18 Ve kendisi Cennet’ten düşüp sonsuza dek perişan olduğu için, bütün insanları da perişan etmeye çalıştı. Onun için, her yalanın babası olan şeytan, hatta o yaşlı yılan, bu yüzden Havva’ya: “Yasak meyveden yiyin, ölmezsiniz. Tersine iyiyi ve kötüyü bilerek Tanrı gibi olacaksınız” dedi.

19 Ve Adem ile Havva yasak meyveden yedikten sonra Aden bahçesinden toprağı işlemeleri için kovuldular.

20 Ve onların çocukları oldu; evet, hatta tüm insanlık ailesi onların çocuklarıdır.

21 Ve Tanrı’nın isteğiyle, bedende yaşarken tövbe edebilsinler diye insançocuklarının ömrü uzatıldı; bu nedenle, onların durumu bir denenme durumu oldu ve Rab Tanrı’nın insançocuklarına verdiği emirler uyarınca ömürleri uzatıldı. Çünkü O, bütün insanlara tövbe etmesini emretti; çünkü bütün insanlara, anneleri ve babaları yasayı çiğnedikleri için onların kaybolduğunu gösterdi.

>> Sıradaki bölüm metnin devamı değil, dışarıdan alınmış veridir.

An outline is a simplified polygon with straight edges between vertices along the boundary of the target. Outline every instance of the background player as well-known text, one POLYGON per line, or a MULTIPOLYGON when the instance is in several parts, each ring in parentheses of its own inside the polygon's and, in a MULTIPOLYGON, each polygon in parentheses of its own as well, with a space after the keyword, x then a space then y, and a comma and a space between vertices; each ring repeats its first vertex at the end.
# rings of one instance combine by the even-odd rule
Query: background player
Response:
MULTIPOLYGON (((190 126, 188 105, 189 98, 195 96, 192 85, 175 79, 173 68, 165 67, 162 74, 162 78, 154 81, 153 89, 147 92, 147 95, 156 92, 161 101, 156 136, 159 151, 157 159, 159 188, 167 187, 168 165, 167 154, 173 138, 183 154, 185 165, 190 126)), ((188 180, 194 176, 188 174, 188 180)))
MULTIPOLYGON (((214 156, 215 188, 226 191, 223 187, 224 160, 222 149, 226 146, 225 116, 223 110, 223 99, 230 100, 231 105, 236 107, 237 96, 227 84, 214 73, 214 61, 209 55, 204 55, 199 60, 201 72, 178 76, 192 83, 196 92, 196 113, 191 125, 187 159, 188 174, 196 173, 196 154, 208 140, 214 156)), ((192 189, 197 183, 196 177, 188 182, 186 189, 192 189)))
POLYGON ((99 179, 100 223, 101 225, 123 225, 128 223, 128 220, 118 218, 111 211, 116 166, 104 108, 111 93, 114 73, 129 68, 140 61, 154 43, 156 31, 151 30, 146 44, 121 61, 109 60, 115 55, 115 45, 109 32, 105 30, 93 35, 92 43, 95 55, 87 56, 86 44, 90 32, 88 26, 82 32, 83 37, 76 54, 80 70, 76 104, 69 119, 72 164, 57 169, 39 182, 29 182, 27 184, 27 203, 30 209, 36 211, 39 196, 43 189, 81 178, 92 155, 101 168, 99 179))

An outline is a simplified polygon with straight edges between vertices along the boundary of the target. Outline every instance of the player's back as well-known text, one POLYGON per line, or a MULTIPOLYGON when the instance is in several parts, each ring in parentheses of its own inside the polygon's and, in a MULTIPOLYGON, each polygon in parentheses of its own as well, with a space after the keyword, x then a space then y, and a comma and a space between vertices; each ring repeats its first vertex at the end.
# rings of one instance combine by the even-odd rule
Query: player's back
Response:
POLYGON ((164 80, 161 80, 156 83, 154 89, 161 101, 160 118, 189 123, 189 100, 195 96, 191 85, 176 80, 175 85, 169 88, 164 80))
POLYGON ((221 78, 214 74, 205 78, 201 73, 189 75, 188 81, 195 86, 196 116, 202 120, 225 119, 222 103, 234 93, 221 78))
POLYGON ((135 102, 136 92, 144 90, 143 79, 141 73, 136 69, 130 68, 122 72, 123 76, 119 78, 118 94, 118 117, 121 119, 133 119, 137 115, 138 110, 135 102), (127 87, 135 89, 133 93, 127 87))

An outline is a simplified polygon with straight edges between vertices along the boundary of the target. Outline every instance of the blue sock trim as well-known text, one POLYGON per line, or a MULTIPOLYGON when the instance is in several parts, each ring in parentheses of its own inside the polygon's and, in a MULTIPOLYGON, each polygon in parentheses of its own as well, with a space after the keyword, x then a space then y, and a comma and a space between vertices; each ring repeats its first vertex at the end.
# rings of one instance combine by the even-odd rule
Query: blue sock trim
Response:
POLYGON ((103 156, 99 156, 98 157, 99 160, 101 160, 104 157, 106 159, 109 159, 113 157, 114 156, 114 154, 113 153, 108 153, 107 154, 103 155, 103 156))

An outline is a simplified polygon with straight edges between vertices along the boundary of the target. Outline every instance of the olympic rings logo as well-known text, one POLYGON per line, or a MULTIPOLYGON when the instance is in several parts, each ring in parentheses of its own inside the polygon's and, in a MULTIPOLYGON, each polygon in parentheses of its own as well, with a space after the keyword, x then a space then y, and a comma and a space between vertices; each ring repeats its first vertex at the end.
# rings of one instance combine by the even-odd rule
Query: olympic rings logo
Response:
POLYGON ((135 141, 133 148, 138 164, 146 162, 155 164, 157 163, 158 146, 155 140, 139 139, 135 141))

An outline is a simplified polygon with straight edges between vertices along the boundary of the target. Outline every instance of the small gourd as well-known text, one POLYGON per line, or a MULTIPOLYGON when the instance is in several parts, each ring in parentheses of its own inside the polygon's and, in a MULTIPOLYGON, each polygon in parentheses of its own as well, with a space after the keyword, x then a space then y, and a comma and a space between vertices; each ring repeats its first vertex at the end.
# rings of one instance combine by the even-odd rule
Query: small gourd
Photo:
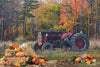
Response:
POLYGON ((12 54, 8 54, 8 57, 12 57, 12 54))
POLYGON ((33 54, 33 58, 35 58, 36 57, 36 54, 33 54))
POLYGON ((14 57, 16 55, 16 52, 14 51, 14 52, 12 52, 12 57, 14 57))
POLYGON ((91 64, 91 61, 87 61, 86 64, 91 64))
POLYGON ((85 59, 82 59, 82 60, 81 60, 81 63, 85 63, 85 62, 86 62, 85 59))
POLYGON ((0 65, 5 65, 5 61, 4 60, 0 60, 0 65))
POLYGON ((72 56, 71 61, 75 61, 76 58, 77 58, 76 56, 72 56))
POLYGON ((5 57, 6 57, 6 58, 8 57, 8 54, 7 54, 7 53, 5 54, 5 57))
POLYGON ((81 58, 86 59, 87 58, 87 55, 86 54, 83 54, 83 55, 81 55, 81 58))
POLYGON ((41 64, 46 63, 46 61, 45 61, 44 59, 39 59, 39 62, 40 62, 41 64))
POLYGON ((91 55, 87 55, 87 58, 88 58, 88 59, 92 59, 92 56, 91 56, 91 55))
POLYGON ((20 48, 15 48, 14 51, 15 52, 20 52, 20 48))
POLYGON ((82 60, 82 58, 81 57, 78 57, 78 58, 75 59, 75 62, 76 63, 79 63, 81 60, 82 60))
POLYGON ((85 61, 87 62, 87 61, 89 61, 89 59, 88 59, 88 58, 86 58, 86 59, 85 59, 85 61))
POLYGON ((12 48, 14 46, 14 44, 11 44, 10 47, 12 48))
POLYGON ((32 59, 32 63, 35 63, 37 59, 38 59, 37 57, 36 58, 33 58, 32 59))
POLYGON ((11 66, 11 65, 12 65, 12 61, 11 61, 11 60, 7 60, 7 61, 6 61, 6 65, 7 65, 7 66, 11 66))
POLYGON ((27 63, 26 63, 26 62, 21 63, 21 67, 25 67, 26 65, 27 65, 27 63))
POLYGON ((24 61, 23 60, 21 60, 21 61, 19 61, 19 64, 21 64, 21 63, 23 63, 24 61))
POLYGON ((33 59, 33 57, 28 56, 28 57, 26 57, 25 61, 27 64, 32 64, 32 59, 33 59))
POLYGON ((25 53, 24 52, 18 52, 16 53, 16 57, 24 57, 25 53))
POLYGON ((35 65, 38 65, 38 64, 39 64, 39 60, 36 60, 35 65))
POLYGON ((20 63, 16 63, 15 66, 16 66, 16 67, 20 67, 20 63))
POLYGON ((91 60, 91 63, 96 63, 96 59, 92 59, 91 60))

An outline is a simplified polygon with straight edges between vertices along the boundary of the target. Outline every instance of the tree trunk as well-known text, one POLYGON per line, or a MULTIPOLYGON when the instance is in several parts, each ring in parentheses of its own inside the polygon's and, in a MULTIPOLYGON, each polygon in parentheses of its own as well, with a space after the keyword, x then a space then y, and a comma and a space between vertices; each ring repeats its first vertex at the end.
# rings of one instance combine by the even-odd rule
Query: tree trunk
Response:
POLYGON ((81 31, 83 32, 83 0, 81 0, 81 31))
POLYGON ((77 7, 76 7, 76 0, 75 0, 75 30, 76 30, 76 33, 77 33, 77 7))

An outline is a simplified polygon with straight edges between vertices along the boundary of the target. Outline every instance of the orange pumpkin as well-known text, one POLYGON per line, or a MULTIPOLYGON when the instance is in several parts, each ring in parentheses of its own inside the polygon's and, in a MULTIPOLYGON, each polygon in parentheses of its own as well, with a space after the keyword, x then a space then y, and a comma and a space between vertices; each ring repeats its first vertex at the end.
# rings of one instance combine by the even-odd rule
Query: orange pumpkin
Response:
POLYGON ((91 56, 91 55, 87 55, 87 58, 88 58, 88 59, 92 59, 92 56, 91 56))
POLYGON ((24 52, 18 52, 16 53, 16 57, 24 57, 25 53, 24 52))
POLYGON ((11 44, 11 45, 10 45, 10 47, 13 47, 13 46, 14 46, 14 44, 11 44))
POLYGON ((82 60, 82 58, 78 57, 78 58, 75 59, 75 62, 79 63, 81 60, 82 60))
POLYGON ((85 59, 85 61, 87 62, 87 61, 89 61, 89 59, 88 59, 88 58, 86 58, 86 59, 85 59))
POLYGON ((38 58, 38 59, 40 59, 40 58, 41 58, 41 56, 40 56, 40 55, 38 55, 38 56, 37 56, 37 58, 38 58))
POLYGON ((39 59, 40 63, 46 63, 46 61, 44 59, 39 59))
POLYGON ((15 48, 19 48, 19 45, 14 45, 13 46, 13 49, 15 49, 15 48))
POLYGON ((7 60, 7 61, 6 61, 6 65, 7 65, 7 66, 10 66, 10 65, 12 65, 12 62, 11 62, 11 60, 7 60))
POLYGON ((29 59, 29 57, 26 57, 26 58, 25 58, 25 61, 28 61, 28 59, 29 59))
POLYGON ((21 64, 21 63, 23 63, 24 61, 23 60, 21 60, 21 61, 19 61, 19 64, 21 64))
POLYGON ((91 64, 91 61, 87 61, 86 64, 91 64))
POLYGON ((19 45, 16 45, 16 48, 19 48, 19 45))
POLYGON ((36 57, 36 54, 33 54, 33 58, 35 58, 36 57))
POLYGON ((5 65, 5 61, 4 60, 0 60, 0 65, 5 65))
POLYGON ((33 58, 33 59, 32 59, 32 62, 35 63, 36 60, 38 60, 38 58, 33 58))
POLYGON ((96 59, 92 59, 90 61, 91 61, 91 63, 96 63, 96 59))
POLYGON ((38 65, 38 64, 39 64, 39 60, 36 60, 35 65, 38 65))

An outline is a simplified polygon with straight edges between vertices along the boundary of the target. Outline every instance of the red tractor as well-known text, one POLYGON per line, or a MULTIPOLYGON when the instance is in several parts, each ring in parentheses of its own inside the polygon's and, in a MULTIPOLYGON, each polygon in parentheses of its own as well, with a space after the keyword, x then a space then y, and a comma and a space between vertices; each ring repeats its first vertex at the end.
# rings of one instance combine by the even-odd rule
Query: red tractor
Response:
POLYGON ((54 48, 70 48, 74 51, 87 50, 89 38, 83 33, 65 33, 59 31, 40 31, 38 42, 34 44, 33 50, 50 50, 54 48))

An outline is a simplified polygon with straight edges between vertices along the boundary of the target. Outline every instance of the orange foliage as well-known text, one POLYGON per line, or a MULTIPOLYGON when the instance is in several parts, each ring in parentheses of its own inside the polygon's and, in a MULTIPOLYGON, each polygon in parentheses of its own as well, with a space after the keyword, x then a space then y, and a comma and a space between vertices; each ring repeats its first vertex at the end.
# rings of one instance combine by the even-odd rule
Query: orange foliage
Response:
MULTIPOLYGON (((74 23, 74 18, 72 19, 71 17, 74 17, 75 15, 75 9, 77 9, 77 16, 76 18, 79 18, 79 15, 81 14, 81 0, 76 0, 76 7, 75 7, 75 0, 63 0, 63 7, 60 9, 60 16, 61 18, 59 24, 63 24, 63 29, 67 28, 67 31, 72 32, 72 25, 75 26, 74 23), (70 13, 72 11, 72 14, 70 13)), ((88 3, 87 0, 83 0, 83 12, 86 12, 88 9, 88 3)), ((80 23, 77 23, 80 24, 80 23)), ((74 27, 73 26, 73 27, 74 27)), ((74 30, 75 31, 75 30, 74 30)))

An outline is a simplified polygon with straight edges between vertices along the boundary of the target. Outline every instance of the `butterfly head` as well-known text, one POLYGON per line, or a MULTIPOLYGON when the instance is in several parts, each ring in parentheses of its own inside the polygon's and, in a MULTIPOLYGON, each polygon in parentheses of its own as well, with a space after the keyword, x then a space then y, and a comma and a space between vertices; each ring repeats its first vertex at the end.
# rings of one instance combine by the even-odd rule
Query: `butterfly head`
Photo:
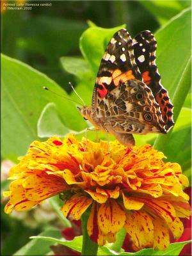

22 Ve şimdi işte, Adem yasayı çiğnemeseydi, düşmez, Aden bahçesinde kalırdı. Ve yaratılan her şeyin yaratıldıktan sonraki aynı durumda kalmaları gerekirdi; ve onların sonsuza kadar böyle kalmaları gerekirdi ve bunun bir sonu olmazdı.

23 Ve onların çocukları olamazdı; bu yüzden acıyı bilmedikleri için sevinç duymadan, günahı tanımadıkları için de iyilik yapmadan masum bir durumda kalırlardı.

24 Fakat işte her şey, her şeyi Bilen’in hikmetiyle oldu.

25 Adem, insanların var olabilmesi için düştü ve insanlar da sevinebilmek için var oldular.

26 Ve zamanı geldiğinde, Mesih insançocuklarını düşüşten fidye ile kurtarmak için gelir. Ve insanlar düşüşten fidye ile kurtarıldıkları için, iyiyi kötüden ayırt etmeyi bilirler ve sonsuza kadar özgürdürler; o büyük ve son gündeki yasanın gerektirdiği ceza dışında, Tanrı’nın verdiği emirlere göre, hiçbir etki altında kalmadan kendi başlarına hareket edebilirler.

27 Bu nedenle insanlar bedende özgürdür ve insanlara gerekli olan her şey verilmiştir. Ve onlar, bütün insanların Yüce Aracısı sayesinde özgürlük ve sonsuz yaşamı ya da şeytanın gücü ve tutsaklığı altında tutsaklık ve ölümü seçmekte özgürdürler; çünkü şeytan bütün insanların kendisi gibi perişan olmasını ister.

28 Ve şimdi oğullarım, Yüce Aracı’ya bakmanızı, O’nun yüce emirlerine kulak vererek O’nun sözlerine sadık kalmanızı ve Kutsal Ruhu’nun isteği doğrultusunda sonsuz yaşamı seçmenizi diliyorum.

29 Ve bedenin isteklerine ve içindeki kötülüklere uyarak sonsuz ölümü seçmemenizi diliyorum; şeytanın ruhuna köle etme gücünü ve sizi cehenneme sürükleme gücünü veren budur; öyle ki şeytan kendi krallığında size egemen olabilsin.

30 Oğullarım, bu denenme zamanımın son günlerinde şu birkaç sözü hepiniz için söyledim ve peygamberin dediklerine göre iyi olanı seçtim. Ve ruhlarınızın sonsuz mutluluğundan başka bir amacım yoktur. Amin.